To compute distances between the vectors of social categories represented by bigrams (such as ‘professional dancer’), we used the Phrases class in the Gensim Python package, which provided a prebuilt function for identifying and calculating distances for bigram embeddings. This method works by identifying an n-dimensional vector of middle positions between the vectors corresponding separately to each word in the bigram (for example, ‘professional’ and ‘dancer’). This technique then treats this middle vector as the singular vector corresponding to the bigram ‘professional dancer’ and is thereby used to calculate distances from other category vectors. This same method was applied to the construction of embeddings for all bigram categories in all models.
To maximize the similarity between our text-based and image-based measures of gender association, we adopted the following three techniques. First, we normalized our textual measure of gender associations using minimum–maximum normalization, which ensured that a compatible range of values was covered by both our text-based and image-based measures of gender association. This is helpful because the distribution of gender associations for the image-based measure stretched to both ends of the −1 to 1 continuum as a result of certain categories being associated with 100% female faces or 100% male faces. By contrast, although the textual measure described above contains a −1 (female) to 1 (male) scale, the most female category in our WordNet sample has a gender association of −0.42 (‘chairwoman’), and the most male category has a gender association of 0.33 (‘guy’). Normalization ensures that the distribution of gender associations in the image- and text-based measures both equally cover the −1 to 1 continuum, so that paired comparisons between these scales (matched at the category level) can directly examine the relative ranking of a category’s gender association in each measure.

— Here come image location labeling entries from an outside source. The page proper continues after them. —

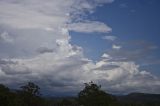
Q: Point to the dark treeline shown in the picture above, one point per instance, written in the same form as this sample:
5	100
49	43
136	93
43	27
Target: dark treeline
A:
91	95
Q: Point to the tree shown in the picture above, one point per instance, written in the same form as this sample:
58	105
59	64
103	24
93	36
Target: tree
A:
31	89
30	95
92	95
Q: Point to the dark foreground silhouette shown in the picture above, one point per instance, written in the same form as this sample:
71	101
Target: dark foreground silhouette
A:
91	95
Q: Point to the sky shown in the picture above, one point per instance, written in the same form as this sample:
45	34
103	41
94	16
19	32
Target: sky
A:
60	45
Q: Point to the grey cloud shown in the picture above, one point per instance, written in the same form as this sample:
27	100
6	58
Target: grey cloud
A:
44	50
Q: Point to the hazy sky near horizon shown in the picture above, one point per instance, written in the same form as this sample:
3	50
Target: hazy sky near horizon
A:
61	44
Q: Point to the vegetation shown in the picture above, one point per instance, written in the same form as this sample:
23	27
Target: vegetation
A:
91	95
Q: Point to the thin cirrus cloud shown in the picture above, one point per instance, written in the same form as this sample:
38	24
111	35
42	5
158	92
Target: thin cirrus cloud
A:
41	51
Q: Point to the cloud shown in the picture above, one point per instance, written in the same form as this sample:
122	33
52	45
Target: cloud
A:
41	50
110	38
90	27
116	47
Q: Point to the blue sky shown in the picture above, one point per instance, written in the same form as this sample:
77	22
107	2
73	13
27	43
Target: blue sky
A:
61	44
131	21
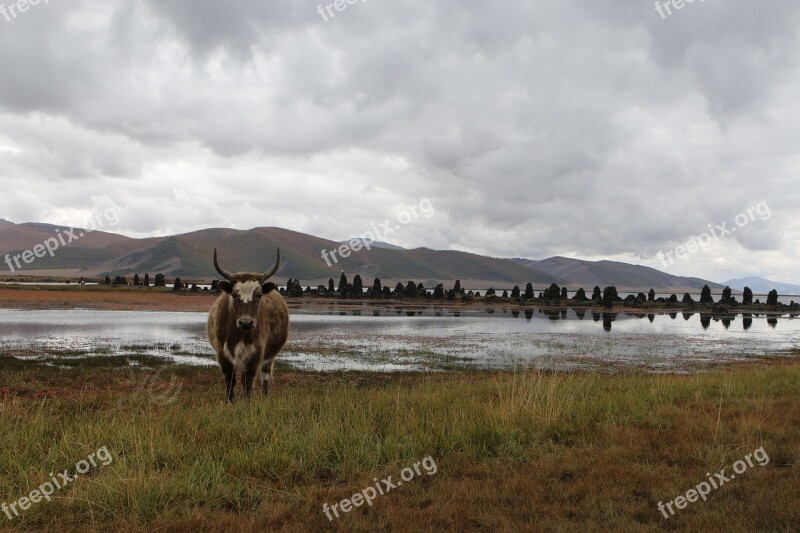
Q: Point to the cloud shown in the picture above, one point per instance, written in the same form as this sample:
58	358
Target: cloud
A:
572	128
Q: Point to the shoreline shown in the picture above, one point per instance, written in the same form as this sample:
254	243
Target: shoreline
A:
164	299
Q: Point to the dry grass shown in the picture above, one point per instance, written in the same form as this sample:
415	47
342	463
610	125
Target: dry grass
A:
531	451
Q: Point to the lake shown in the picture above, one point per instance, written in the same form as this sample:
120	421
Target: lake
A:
558	340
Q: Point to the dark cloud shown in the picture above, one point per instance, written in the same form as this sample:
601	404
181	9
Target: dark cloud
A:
595	129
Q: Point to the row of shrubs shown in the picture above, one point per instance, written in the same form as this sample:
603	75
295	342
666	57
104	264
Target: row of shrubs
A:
553	293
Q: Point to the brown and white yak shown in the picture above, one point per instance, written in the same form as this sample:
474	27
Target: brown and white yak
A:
248	325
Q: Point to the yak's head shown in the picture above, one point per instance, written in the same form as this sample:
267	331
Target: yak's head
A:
246	290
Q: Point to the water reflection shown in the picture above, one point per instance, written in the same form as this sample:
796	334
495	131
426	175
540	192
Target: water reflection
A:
369	341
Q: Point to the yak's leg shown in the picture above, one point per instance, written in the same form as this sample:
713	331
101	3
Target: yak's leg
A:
249	377
266	374
230	377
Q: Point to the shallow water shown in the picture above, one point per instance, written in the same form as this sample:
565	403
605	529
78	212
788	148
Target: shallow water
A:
558	340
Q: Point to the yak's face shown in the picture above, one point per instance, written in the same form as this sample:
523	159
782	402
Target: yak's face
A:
246	293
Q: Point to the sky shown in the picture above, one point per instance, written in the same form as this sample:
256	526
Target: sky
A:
595	129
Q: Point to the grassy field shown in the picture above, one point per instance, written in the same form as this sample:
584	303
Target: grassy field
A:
528	451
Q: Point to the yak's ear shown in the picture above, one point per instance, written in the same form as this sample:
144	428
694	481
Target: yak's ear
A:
225	285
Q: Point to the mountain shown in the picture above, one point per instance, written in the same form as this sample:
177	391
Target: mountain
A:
377	244
624	276
763	286
314	260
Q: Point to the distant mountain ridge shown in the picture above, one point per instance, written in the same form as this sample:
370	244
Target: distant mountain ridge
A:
762	286
188	255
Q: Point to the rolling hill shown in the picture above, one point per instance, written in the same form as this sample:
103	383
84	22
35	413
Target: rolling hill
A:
623	275
189	256
762	286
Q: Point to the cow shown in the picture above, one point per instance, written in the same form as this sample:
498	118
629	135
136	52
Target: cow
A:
247	326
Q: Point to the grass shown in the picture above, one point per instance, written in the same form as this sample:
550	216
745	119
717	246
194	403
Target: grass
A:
525	451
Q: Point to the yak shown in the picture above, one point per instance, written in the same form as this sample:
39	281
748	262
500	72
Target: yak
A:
247	326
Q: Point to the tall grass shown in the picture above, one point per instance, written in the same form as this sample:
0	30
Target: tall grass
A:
320	435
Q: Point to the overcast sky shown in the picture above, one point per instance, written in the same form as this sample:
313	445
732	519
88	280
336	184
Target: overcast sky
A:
596	129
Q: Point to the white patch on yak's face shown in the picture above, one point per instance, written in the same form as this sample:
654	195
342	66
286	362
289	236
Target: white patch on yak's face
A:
247	290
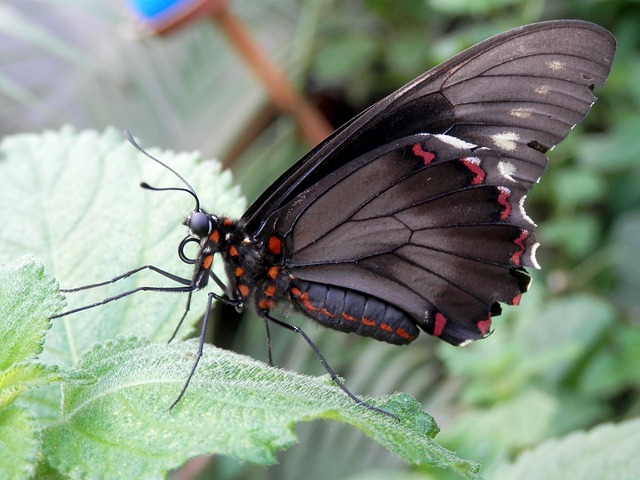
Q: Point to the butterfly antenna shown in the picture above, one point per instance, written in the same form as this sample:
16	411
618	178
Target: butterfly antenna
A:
190	190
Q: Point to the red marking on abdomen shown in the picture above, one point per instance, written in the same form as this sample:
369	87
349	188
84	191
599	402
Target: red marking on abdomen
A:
368	322
476	169
516	258
503	199
427	157
348	317
441	322
402	333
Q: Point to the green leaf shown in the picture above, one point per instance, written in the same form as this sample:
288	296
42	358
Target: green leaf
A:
19	443
88	220
608	451
27	299
234	406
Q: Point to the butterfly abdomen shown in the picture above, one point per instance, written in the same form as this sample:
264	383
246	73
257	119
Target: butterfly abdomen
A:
349	311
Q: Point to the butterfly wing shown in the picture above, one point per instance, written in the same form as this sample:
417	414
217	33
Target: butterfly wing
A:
519	93
428	224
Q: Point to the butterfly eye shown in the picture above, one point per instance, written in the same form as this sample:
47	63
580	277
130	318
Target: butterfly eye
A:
199	224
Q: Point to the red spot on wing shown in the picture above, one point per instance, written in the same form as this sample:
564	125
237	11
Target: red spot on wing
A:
484	325
503	199
441	322
275	245
516	258
427	157
476	169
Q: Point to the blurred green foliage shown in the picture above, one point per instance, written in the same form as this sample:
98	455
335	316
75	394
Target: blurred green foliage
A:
567	359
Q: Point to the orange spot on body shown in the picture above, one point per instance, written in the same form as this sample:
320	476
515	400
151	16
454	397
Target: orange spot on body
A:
206	262
273	272
244	290
349	318
368	322
275	245
266	304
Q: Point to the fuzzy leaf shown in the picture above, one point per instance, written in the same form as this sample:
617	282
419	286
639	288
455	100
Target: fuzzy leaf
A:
234	406
19	443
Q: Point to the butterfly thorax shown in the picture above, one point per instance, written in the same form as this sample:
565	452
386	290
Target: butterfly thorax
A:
253	268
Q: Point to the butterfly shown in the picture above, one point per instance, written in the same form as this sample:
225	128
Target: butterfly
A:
410	217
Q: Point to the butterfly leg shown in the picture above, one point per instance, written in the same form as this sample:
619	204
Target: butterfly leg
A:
326	365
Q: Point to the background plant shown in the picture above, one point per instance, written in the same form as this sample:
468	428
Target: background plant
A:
566	360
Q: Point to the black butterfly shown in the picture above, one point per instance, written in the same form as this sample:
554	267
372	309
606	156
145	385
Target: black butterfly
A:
410	217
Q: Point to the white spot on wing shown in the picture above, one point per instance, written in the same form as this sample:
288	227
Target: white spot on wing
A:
507	170
542	89
456	142
534	262
555	65
520	112
506	140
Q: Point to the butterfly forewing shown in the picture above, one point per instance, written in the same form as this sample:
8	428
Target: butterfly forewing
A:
519	93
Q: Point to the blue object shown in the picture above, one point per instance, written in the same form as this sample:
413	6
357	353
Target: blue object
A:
149	9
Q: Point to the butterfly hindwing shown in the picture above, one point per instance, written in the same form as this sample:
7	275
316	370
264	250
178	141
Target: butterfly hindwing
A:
442	236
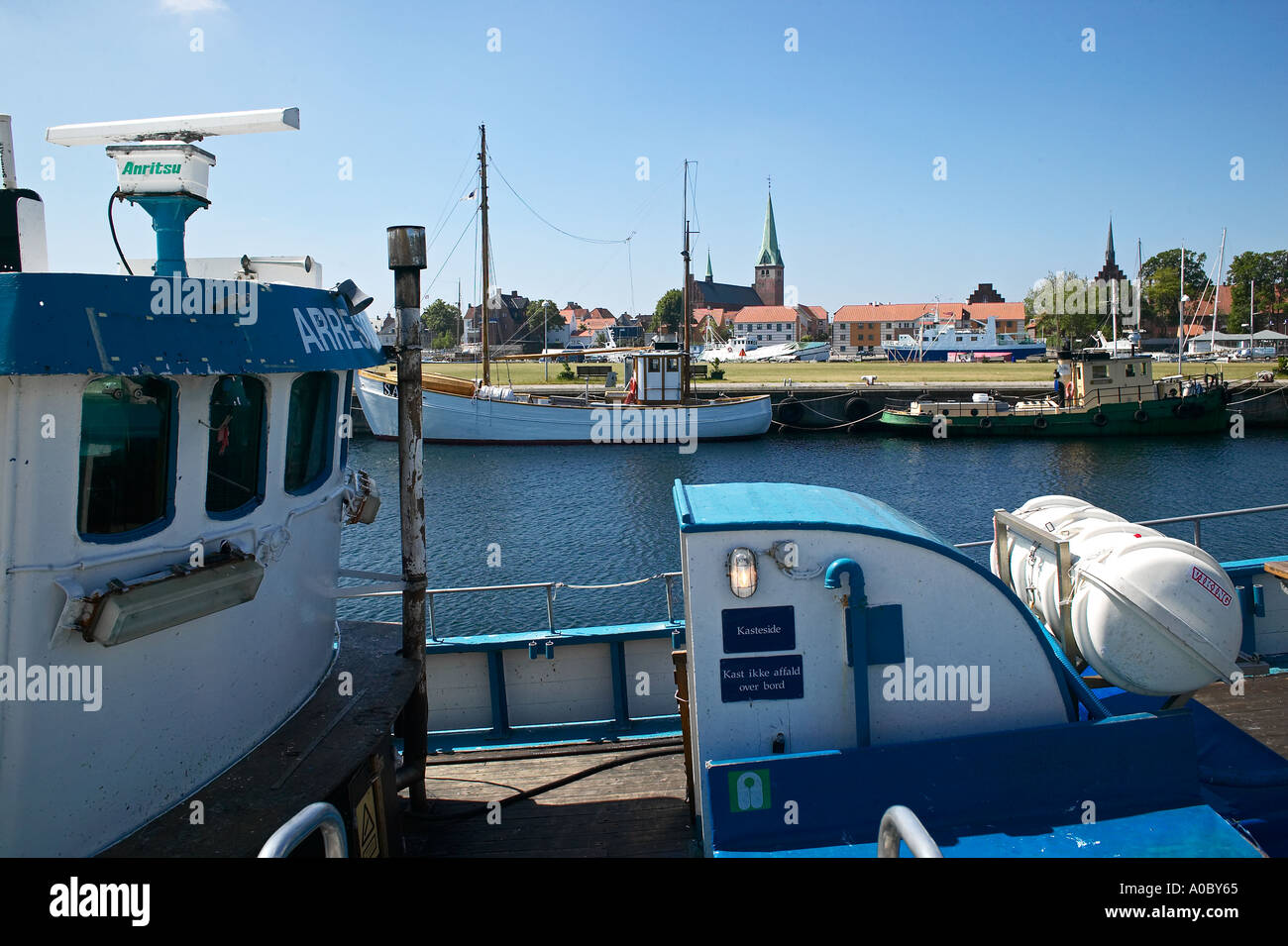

Minimum–maximum normalization is given by the following equation:
$$\widetilde{{x}_{i}}=\frac{\left({x}_{i}-{x}_{\min }\right)}{\left({x}_{\max }-{x}_{\min }\right)}$$
(1)
where xi represents the gender association of category xi ([−1,1]), xmin represents the category with the lowest gender score, xmax represents the category with the highest gender score, and \(\widetilde{{x}_{i}}\) represents the normalized gender association of category xi. To preserve the −1 to 1 scale in applying minimum–maximum normalization, we applied this procedure separately for male-skewed categories (that is, all categories with a gender association above 0), such that xmin represents the least male of the male categories and xmax represents the most male of the male categories. We applied this same procedure to the female-skewed categories, except that, because the female scale is −1 to 0, xmin represents the most female of the female categories and xmax represents the least female. For this reason, after the 0–1 female scale was constructed, we multiplied the female scores by −1 so that −1 represented the most female of the female categories and 0 represented the least. We then appended the female-normalized (−1 to 0) and male-normalized (0 to 1) scales. Both the male and female scales before normalization contained categories with values within four decimal points of zero (|x| < 0.0001), such that this normalization technique had no effect of arbitrarily pushing certain categories towards 0. Instead, the above technique has the advantage of stretching out the text-based measure of gender association to ensure that a substantial fraction of categories reach all the way to the −1 female region and all the way to the 1 male region of the continuum, similar to the distribution of values for the image-based measure.
Experimental methods
Participant pool
For this experiment, a nationally representative sample of participants (n = 600) was recruited from the popular crowdsourcing platform Prolific, which provides a vetted panel of high-quality human participants for online research. No statistical methods were used to determine this sample size. A total of 575 participants completed the task, exhibiting an attrition rate of 4.2%. We only examine data from participants who completed the experiment. Our main results report the outcomes associated with the Image, Text and Control conditions (n = 423); in the Supplementary Information, we report the results of an extra version of the Text condition involving the generic Google search bar (n = 150; Supplementary Fig. 26). We only examine data from participants who completed the task. To recruit a nationally representative sample, we used Prolific’s prescreening functionality designed to provide a nationally representative sample of the USA along the dimensions of sex, age and ethnicity. Participants were invited to partake in the study only if they were based in the USA, fluent English speakers and aged more than 18 years. A total of 50.8% of participants were female (no participants identified as non-binary). All participants provided informed consent before participating. This experiment was run on 5 March 2022.
Participant experience
Extended Data Fig. 2 presents a schematic of the full experimental design. This experiment was approved by the Institutional Review Board at the University of California, Berkeley. In this experiment, participants were randomized to one of four conditions: (1) the Image condition (in which they used the Google Image search engine to retrieve images of occupations), (2) the Google News Text condition (in which they used the Google News search engine, that is, news.google.com, to retrieve textual descriptions of occupations), (3) the Google Neutral Text condition (in which they used the generic Google search engine, that is, google.com, to retrieve textual descriptions of occupations) and (4) the Control condition (in which they were asked at random to use either Google Images or the neutral (standard) Google search engine to retrieve descriptions of random, non-gendered categories, such as ‘apple’). Note that, in the main text, we report the experimental results comparing the Image, Control and Google News Text conditions; we present the results concerning the Google Neutral Text condition as a robustness test in the Supplementary Information (Supplementary Fig. 26).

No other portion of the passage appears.